Reportedly, Microsoft had also suffered a data breach four and a half years ago (in 2013), when a « highly sophisticated hacking group » breached its bug-reporting and patch-tracking database, but the hack was never made public until today.

According to five former employees of the company, interviewed separately by Reuters, revealed that the breached database had been « poorly protected with access possible via little more than a password. »

This incident is believed to be the second known breach of such a corporate database after a critical zero-day vulnerability was discovered in Mozilla’s Bugzilla bug-tracking software in 2014.

As its name suggests, the bug-reporting and patch-tracking database for Windows contained information on critical and unpatched vulnerabilities in some of the most widely used software in the world, including Microsoft’s own Windows operating system.
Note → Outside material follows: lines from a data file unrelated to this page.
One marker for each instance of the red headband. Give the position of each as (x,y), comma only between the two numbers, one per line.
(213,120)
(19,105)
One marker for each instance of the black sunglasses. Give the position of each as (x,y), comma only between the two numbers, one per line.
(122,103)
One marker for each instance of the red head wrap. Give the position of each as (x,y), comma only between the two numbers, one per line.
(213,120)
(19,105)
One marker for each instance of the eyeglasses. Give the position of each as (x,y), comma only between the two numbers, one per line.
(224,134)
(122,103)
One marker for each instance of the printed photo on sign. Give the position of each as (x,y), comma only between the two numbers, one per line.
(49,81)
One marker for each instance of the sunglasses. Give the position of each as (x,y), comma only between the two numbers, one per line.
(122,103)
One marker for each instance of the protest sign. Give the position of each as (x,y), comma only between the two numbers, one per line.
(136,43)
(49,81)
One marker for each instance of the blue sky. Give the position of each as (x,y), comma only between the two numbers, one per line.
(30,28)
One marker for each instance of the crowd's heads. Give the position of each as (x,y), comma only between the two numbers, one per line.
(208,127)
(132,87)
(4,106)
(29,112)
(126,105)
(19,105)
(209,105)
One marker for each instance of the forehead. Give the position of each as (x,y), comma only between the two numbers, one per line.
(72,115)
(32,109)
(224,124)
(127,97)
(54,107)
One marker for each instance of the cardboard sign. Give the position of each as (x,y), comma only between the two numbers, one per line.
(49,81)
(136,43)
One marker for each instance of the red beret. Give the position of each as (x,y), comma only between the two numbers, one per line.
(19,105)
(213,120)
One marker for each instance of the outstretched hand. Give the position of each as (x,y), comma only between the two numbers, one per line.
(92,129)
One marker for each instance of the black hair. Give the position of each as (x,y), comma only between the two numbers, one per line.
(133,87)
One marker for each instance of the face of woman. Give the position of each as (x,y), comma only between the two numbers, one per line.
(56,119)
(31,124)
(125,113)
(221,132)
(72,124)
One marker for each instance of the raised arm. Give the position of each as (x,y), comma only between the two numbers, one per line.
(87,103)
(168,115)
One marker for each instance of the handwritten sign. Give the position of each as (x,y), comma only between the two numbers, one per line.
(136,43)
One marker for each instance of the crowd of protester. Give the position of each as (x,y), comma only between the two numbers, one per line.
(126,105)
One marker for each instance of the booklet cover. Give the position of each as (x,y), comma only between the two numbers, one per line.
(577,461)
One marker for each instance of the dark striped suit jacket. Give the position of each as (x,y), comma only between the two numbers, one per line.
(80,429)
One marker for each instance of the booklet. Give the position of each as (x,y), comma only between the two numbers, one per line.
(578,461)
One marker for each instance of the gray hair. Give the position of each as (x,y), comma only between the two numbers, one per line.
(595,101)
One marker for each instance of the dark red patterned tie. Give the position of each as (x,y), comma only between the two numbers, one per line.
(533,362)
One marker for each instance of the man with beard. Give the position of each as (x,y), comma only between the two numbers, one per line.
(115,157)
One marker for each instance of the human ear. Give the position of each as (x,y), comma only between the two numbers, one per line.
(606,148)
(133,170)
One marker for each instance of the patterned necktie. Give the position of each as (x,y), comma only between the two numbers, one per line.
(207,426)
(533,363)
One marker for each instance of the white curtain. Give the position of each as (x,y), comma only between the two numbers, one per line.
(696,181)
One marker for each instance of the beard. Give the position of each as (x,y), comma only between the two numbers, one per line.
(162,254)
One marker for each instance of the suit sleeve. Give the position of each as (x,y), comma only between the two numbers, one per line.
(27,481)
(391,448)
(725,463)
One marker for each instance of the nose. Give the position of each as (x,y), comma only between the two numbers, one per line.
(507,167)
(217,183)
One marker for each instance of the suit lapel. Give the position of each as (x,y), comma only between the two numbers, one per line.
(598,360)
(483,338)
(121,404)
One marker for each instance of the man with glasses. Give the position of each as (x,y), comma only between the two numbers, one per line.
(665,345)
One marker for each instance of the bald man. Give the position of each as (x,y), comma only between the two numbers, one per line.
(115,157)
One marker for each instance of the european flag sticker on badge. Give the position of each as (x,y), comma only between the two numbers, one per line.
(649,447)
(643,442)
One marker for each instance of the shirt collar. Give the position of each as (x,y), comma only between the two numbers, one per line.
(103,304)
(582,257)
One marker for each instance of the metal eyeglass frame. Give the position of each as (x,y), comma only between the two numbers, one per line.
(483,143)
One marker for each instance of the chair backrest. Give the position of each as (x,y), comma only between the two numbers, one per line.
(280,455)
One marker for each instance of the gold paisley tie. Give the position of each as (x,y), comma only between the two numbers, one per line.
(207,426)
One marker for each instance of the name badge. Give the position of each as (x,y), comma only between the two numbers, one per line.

The hack was believed to be carried out by a highly-skilled corporate espionage hacking group known by various names, including Morpho, Butterfly and Wild Neutron, who exploited a JAVA zero-day vulnerability to hack into Apple Mac computers of the Microsoft employees, « and then move to company networks. »

With such a database in hands, the so-called highly sophisticated hacking group could have developed zero-day exploits and other hacking tools to target systems worldwide.

There’s no better example than WannaCry ransomware attack to explain what a single zero-day vulnerability can do.
When Microsoft discovered the compromised database in earlier 2013, an alarm spread inside the company.

Following the concerns that hackers were using stolen vulnerabilities to conduct new attacks, the tech giant conducted a study to compare the timing of breaches with when the bugs had entered the database and when they were patched.